CHAPTER 403. PROHIBITED TRANSACTIONS;
BROKER-DEALERS AND AGENTS
403.010. Prohibited transactions and practices.
§ 403.010. Prohibited transactions and practices.
(a) Each broker-dealer or agent shall not enter into any transaction with a customer in any security at an unreasonable price or at a price not reasonably related to the current market price of the security, if such market exists.
(b) Each broker-dealer or agent who recommends to a customer the purchase, sale or exchange of any security shall have reasonable grounds to believe that the recommendation is not unsuitable for such customer on the basis of information furnished by such customer after reasonable inquiry concerning the customers investment objectives, financial situation and needs, and any other information known by or made available to such broker-dealer or agent.
(c) Each broker-dealer or agent shall not exercise any discretionary power or authority for any customer who is not an institutional investor as defined in these regulations unless such customer has given prior written authorization to exercise such power or authority to a stated individual or entity who is a broker-dealer or agent. This subsection shall not be applicable to customer limit orders for the purchase or sale of securities.
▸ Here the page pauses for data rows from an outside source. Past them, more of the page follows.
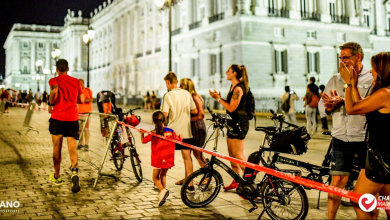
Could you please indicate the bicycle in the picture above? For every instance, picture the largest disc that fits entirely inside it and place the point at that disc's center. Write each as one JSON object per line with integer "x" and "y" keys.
{"x": 315, "y": 173}
{"x": 281, "y": 199}
{"x": 119, "y": 145}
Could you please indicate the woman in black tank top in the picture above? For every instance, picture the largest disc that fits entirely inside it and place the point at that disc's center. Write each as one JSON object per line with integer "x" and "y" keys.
{"x": 373, "y": 178}
{"x": 235, "y": 107}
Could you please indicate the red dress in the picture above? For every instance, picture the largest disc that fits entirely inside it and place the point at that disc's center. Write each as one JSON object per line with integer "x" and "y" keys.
{"x": 163, "y": 151}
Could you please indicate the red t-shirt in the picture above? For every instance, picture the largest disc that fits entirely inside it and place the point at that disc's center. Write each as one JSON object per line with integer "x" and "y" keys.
{"x": 65, "y": 106}
{"x": 163, "y": 151}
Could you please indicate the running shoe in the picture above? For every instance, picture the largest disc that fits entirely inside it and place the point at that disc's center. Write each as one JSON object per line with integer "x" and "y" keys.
{"x": 75, "y": 181}
{"x": 163, "y": 196}
{"x": 57, "y": 181}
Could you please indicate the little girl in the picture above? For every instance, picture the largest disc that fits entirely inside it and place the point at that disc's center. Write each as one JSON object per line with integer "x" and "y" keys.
{"x": 163, "y": 153}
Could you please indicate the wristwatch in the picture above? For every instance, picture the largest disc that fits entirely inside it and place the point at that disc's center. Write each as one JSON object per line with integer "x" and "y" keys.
{"x": 347, "y": 85}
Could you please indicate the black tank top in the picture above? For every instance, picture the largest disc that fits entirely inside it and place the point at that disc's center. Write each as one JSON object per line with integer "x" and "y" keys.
{"x": 379, "y": 131}
{"x": 239, "y": 113}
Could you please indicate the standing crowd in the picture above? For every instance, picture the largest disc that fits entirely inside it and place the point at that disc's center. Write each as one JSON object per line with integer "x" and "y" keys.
{"x": 354, "y": 97}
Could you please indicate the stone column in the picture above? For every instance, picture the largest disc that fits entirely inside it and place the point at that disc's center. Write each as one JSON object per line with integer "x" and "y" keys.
{"x": 350, "y": 12}
{"x": 209, "y": 11}
{"x": 294, "y": 9}
{"x": 190, "y": 17}
{"x": 33, "y": 58}
{"x": 321, "y": 9}
{"x": 16, "y": 57}
{"x": 47, "y": 56}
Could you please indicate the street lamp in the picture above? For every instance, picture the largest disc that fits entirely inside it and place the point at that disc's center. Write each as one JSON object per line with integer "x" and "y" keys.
{"x": 46, "y": 71}
{"x": 162, "y": 5}
{"x": 55, "y": 54}
{"x": 87, "y": 38}
{"x": 39, "y": 64}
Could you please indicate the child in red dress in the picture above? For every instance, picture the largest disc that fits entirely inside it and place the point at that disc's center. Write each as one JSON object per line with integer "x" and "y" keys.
{"x": 163, "y": 153}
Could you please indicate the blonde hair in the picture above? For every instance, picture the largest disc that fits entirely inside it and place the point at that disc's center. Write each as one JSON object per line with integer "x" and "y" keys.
{"x": 188, "y": 84}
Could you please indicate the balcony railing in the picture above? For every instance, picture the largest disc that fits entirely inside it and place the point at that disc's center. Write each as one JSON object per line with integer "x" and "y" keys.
{"x": 216, "y": 17}
{"x": 195, "y": 25}
{"x": 340, "y": 19}
{"x": 176, "y": 32}
{"x": 273, "y": 12}
{"x": 310, "y": 16}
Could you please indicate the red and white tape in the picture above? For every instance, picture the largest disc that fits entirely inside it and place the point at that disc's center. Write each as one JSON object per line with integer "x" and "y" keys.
{"x": 309, "y": 183}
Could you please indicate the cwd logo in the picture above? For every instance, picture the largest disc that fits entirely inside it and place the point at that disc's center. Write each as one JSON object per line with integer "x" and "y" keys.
{"x": 367, "y": 202}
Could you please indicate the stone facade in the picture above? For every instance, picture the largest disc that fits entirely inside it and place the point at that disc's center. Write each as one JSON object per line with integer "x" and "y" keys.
{"x": 281, "y": 42}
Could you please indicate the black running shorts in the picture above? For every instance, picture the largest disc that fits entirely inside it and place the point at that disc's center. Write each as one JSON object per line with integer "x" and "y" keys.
{"x": 65, "y": 128}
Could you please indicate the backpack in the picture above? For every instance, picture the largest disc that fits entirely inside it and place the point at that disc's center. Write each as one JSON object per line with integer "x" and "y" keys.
{"x": 314, "y": 101}
{"x": 286, "y": 104}
{"x": 250, "y": 105}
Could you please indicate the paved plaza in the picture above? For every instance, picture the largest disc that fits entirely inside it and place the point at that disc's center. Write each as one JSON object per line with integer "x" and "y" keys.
{"x": 26, "y": 162}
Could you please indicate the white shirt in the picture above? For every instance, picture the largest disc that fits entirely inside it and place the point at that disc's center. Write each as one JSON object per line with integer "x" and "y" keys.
{"x": 178, "y": 103}
{"x": 293, "y": 97}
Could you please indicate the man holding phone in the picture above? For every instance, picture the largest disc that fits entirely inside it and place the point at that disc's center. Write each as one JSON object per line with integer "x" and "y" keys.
{"x": 290, "y": 115}
{"x": 348, "y": 131}
{"x": 64, "y": 95}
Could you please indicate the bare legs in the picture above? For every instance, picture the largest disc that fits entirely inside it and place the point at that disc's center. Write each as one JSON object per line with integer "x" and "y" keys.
{"x": 236, "y": 150}
{"x": 159, "y": 178}
{"x": 57, "y": 146}
{"x": 333, "y": 200}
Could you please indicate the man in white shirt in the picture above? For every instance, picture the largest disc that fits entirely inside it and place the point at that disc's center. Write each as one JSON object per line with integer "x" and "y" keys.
{"x": 177, "y": 106}
{"x": 290, "y": 115}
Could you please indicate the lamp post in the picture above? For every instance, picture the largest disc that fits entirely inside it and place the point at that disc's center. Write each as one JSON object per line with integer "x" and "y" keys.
{"x": 55, "y": 54}
{"x": 87, "y": 38}
{"x": 162, "y": 5}
{"x": 39, "y": 64}
{"x": 46, "y": 72}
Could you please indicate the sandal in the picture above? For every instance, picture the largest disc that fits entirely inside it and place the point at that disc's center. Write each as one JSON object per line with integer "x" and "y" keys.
{"x": 180, "y": 182}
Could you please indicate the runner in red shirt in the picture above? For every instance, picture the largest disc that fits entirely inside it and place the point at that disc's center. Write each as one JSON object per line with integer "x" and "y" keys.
{"x": 163, "y": 153}
{"x": 64, "y": 95}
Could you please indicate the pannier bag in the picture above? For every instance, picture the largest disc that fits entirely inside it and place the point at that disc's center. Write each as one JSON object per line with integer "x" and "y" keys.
{"x": 292, "y": 141}
{"x": 249, "y": 173}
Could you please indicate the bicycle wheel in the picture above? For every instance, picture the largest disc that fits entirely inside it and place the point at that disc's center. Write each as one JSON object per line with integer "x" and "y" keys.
{"x": 118, "y": 158}
{"x": 136, "y": 164}
{"x": 283, "y": 199}
{"x": 204, "y": 188}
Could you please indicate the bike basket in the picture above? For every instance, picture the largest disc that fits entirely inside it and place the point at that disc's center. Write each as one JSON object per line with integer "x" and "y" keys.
{"x": 292, "y": 141}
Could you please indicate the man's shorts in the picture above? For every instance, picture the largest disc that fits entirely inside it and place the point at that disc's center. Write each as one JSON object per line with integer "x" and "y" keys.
{"x": 65, "y": 128}
{"x": 82, "y": 120}
{"x": 342, "y": 155}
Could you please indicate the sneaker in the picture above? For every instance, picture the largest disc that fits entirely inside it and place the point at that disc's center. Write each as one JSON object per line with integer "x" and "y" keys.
{"x": 80, "y": 147}
{"x": 75, "y": 181}
{"x": 163, "y": 196}
{"x": 57, "y": 181}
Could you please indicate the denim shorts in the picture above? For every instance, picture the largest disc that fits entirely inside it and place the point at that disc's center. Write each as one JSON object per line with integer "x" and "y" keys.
{"x": 342, "y": 155}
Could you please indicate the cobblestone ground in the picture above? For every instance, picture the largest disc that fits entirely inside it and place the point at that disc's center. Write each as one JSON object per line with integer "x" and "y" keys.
{"x": 26, "y": 162}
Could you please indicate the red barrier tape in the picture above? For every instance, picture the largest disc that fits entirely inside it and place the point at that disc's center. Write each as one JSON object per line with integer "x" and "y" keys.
{"x": 309, "y": 183}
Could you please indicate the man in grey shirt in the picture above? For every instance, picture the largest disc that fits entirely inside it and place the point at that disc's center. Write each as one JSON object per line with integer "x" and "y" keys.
{"x": 348, "y": 131}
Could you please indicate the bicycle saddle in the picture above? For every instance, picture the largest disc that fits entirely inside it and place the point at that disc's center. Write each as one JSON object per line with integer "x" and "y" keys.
{"x": 269, "y": 130}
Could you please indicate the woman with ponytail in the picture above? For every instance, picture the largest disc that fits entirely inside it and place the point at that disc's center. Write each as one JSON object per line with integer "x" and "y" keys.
{"x": 163, "y": 153}
{"x": 235, "y": 107}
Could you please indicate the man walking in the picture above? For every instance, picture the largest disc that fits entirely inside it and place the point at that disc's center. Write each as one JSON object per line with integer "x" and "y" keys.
{"x": 84, "y": 109}
{"x": 177, "y": 106}
{"x": 290, "y": 114}
{"x": 348, "y": 131}
{"x": 64, "y": 95}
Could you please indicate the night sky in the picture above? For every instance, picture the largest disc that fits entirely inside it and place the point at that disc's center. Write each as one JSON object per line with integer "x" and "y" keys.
{"x": 42, "y": 12}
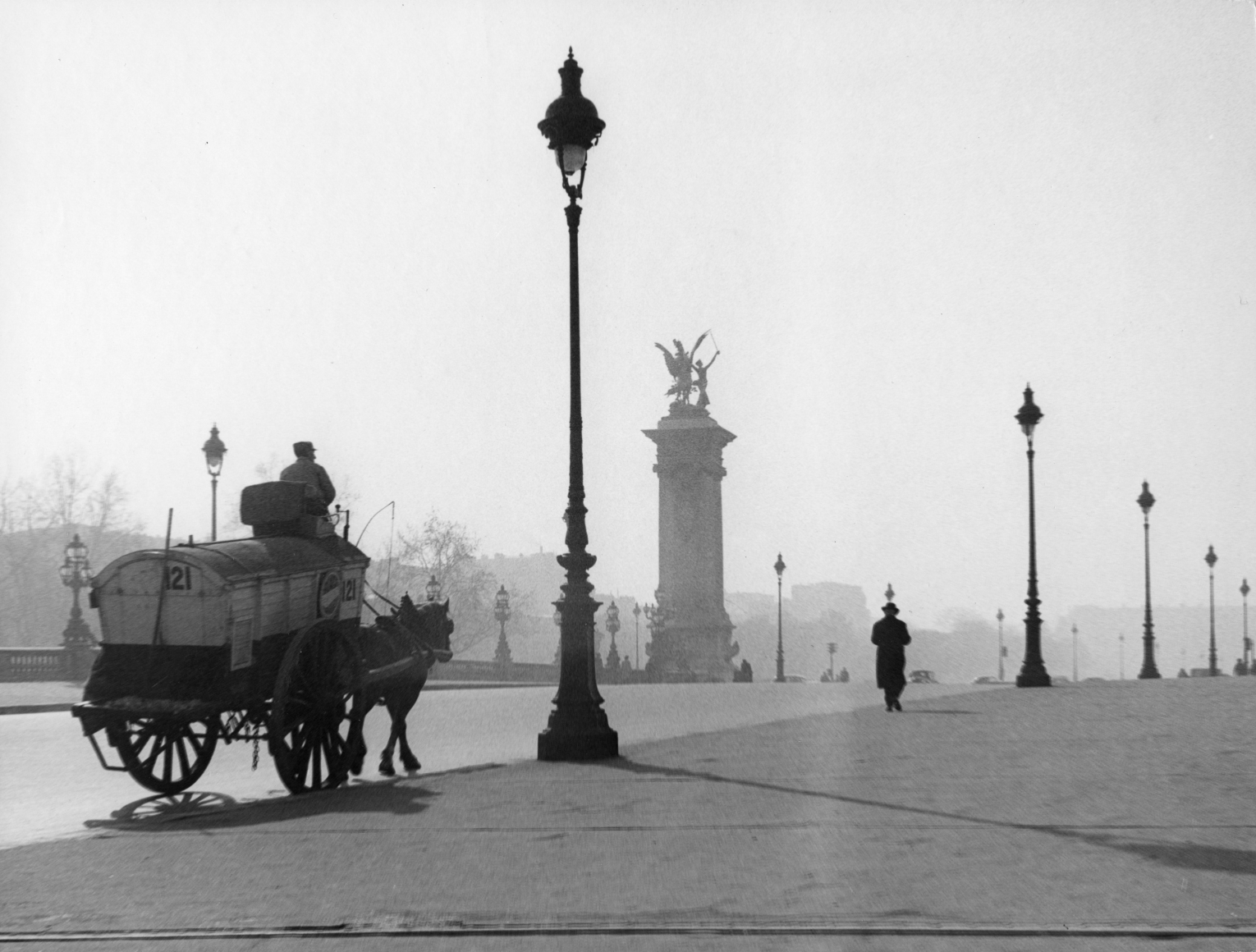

(d) With respect to the activities of each broker-dealer or agent, the phrase manipulative, deceptive or other fradulent scheme, device or contrivance, as used in section 403 of the act (70 P. S. § 1-403) is hereby defined to include, without limitation, the following:
(1) Any act of a broker-dealer or agent designed to effect with or for the account of any customer who is not an institutional investor as defined in these regulations with respect to which such broker-dealer or agent is vested with any discretionary power or authority or with respect to which such broker-dealer or agent is able by reason of the trust and confidence of the customer and confidence to influence the volume and frequency of the trades, any transactions of purchase or sale which are excessive in size or frequency in view of the financial resources and character of such account. This subsection shall not be applicable to customer limit orders for the purchase or sale of securities.
(2) Any representation made to a customer by a broker-dealer or agent that any security is being offered to such customer at the market or at a price reasonably related to the market price shall not be made unless such broker-dealer or agent knows or has reasonable grounds to believe that a market for such security exists other than that made, created or controlled by the broker- dealer, or by any person for whom the broker-dealer is acting or with whom the broker-dealer is associated, or by any person controlled by, controlling, or under common control with the broker-dealer.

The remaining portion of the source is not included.